AI-Embedded Care Navigation as the New Standard
Mark Francis, Founder and CEO of CaregiverZone, Inc., believes that one of the most transformative expectations will be the emergence of AI-powered care navigation as a default feature of the healthcare experience.
“Five years from now, consumers will expect a truly patient-centered healthcare experience,” Francis says. “No longer will it be accepted to push the burden of managing care onto stressed and under-informed consumers.”
Instead, he envisions a system where navigation is automated, proactive and deeply personalized.
“Every consumer will have their own personalized, AI-embedded virtual care navigator that functions across clinical, non-clinical and adjacent sectors,” he says. “It will proactively manage health, coordinate services, unlock data silos and provide price and quality transparency.”
This shift is already being reinforced by policy.

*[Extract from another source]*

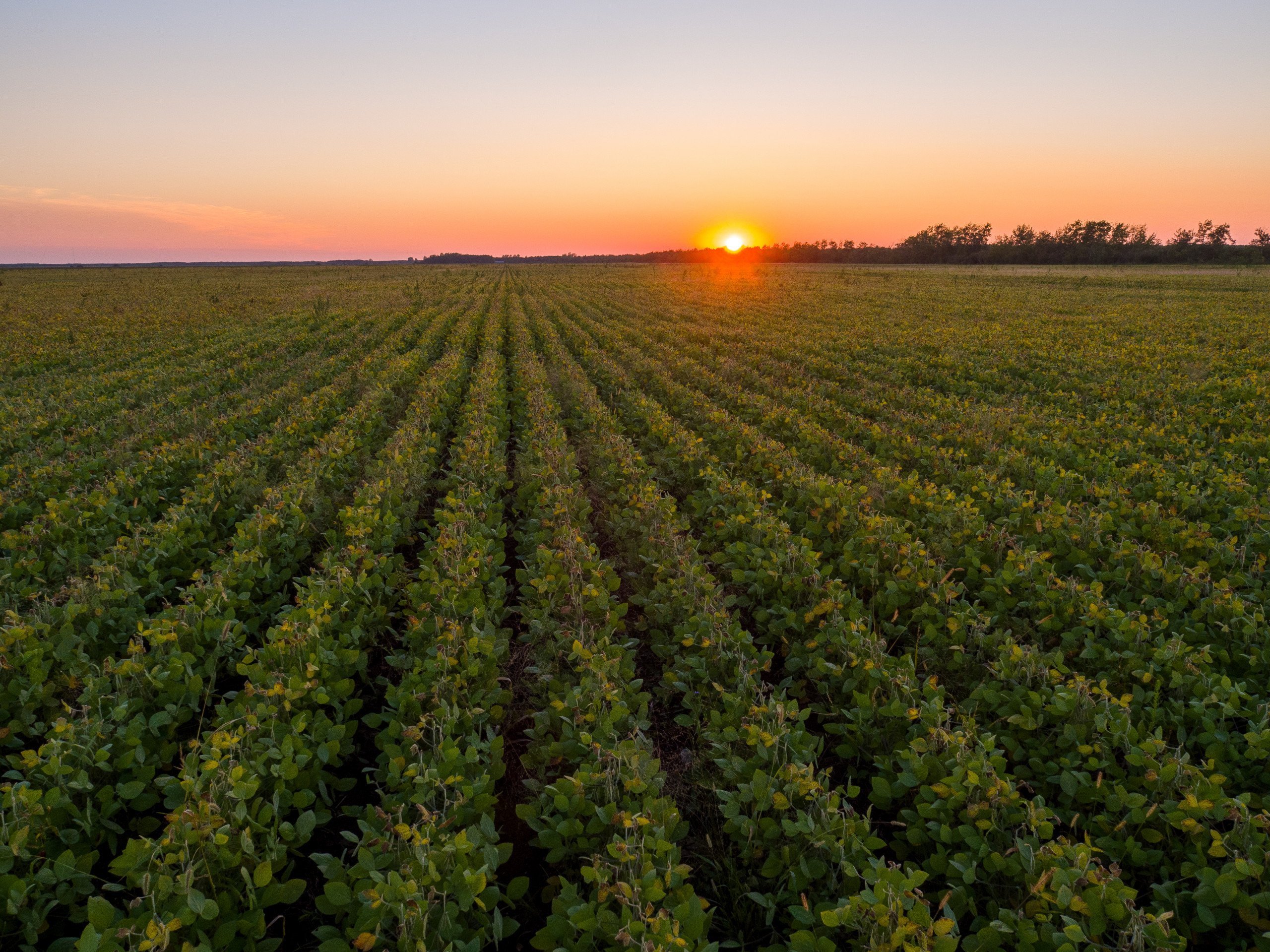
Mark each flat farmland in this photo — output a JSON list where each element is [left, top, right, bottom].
[[0, 264, 1270, 952]]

Francis points to federal initiatives that are laying the groundwork for more integrated and consumer-focused care models.

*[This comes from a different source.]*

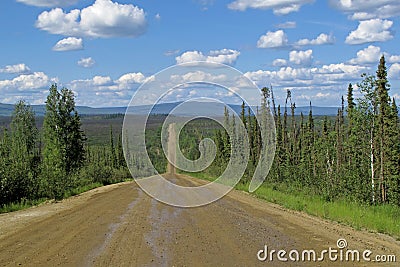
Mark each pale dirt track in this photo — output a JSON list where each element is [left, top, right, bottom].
[[0, 176, 400, 266]]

“CMS is already responding with programs such as ACCESS, RHT and PACE, which are reshaping care delivery and financing,” he says.

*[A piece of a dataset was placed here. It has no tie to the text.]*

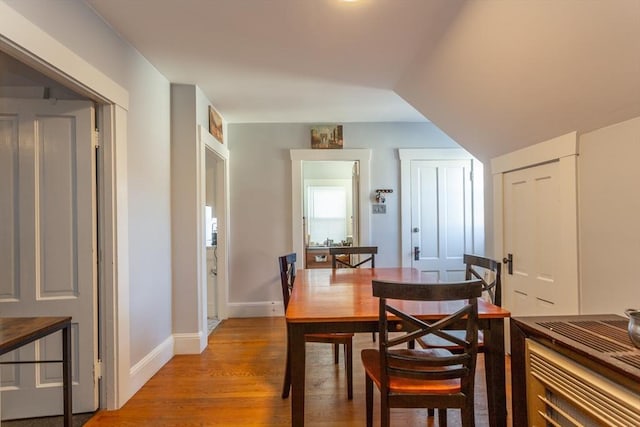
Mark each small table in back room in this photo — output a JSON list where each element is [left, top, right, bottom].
[[0, 317, 73, 427]]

According to the Centers for Medicare & Medicaid Services (CMS), these programs aim to improve care coordination, particularly for complex and aging populations—an area where AI-driven navigation could have significant impact.
For Francis, it’s clear that navigation is no longer a support function—it is becoming the core product.
“Today’s healthcare experience is fragmented—disconnected physicians, siloed insurers and opaque pharmacies—with patients navigating the chaos alone.”
From Fragmentation to Intelligent Orchestration
Somnath Banerjee, Engineer Lead Senior at a Fortune 50 health insurance company, highlights perhaps the most transformative expectation of all: the end of fragmentation in healthcare.
“Today’s healthcare experience is fragmented—disconnected physicians, siloed insurers and opaque pharmacies—with patients navigating the chaos alone,” Banerjee says.
In the near future, he believes artificial intelligence—potentially even early forms of Artificial General Intelligence—will fundamentally change this dynamic.
“Five years from now, AGI, even if partially realized, will become the patient’s personal health representative,” he says. “It will coordinate care across every fragmented touchpoint, reconcile specialist conflicts, flag coverage gaps and anticipate drug interactions before they cause harm.”
This is not simply a better interface—it is a complete re-architecture of care delivery.
“This isn’t a convenience upgrade,” Banerjee says. “It’s a power shift from institution-centered to patient-centered care.”
However, he cautions that this future depends on one critical enabler: access to data.
“Healthcare leaders must act now by investing in interoperability and data governance,” he says. “AGI can only orchestrate what it can access. The organizations that open their data responsibly will define the next era of care delivery.”
What Healthcare Leaders Must Do Next
- Invest in continuous care infrastructure. Build systems that integrate wearable and remote monitoring data into clinical workflows to enable proactive, preventative care.
- Shift to consumer-owned data models. Develop platforms that support patient-controlled health data and transparent decision-making processes.
- Make navigation a core capability. Deploy AI-driven tools that guide patients across the entire care journey, reducing complexity and improving outcomes.
- Prioritize interoperability and governance. Ensure data can flow securely across systems to power advanced analytics and AI orchestration.
The Future of Healthcare Starts Now
The next five years will not simply bring incremental improvements to healthcare—they will redefine its foundation. Consumers will expect continuous engagement, transparent systems, personalized navigation and seamless coordination across every touchpoint.
For healthcare leaders, the path forward is both urgent and clear: Those who invest in interoperability, AI and patient-centered design will help shape this new era. Those who do not risk being bypassed by a generation of empowered healthcare consumers who expect more—and will increasingly demand it.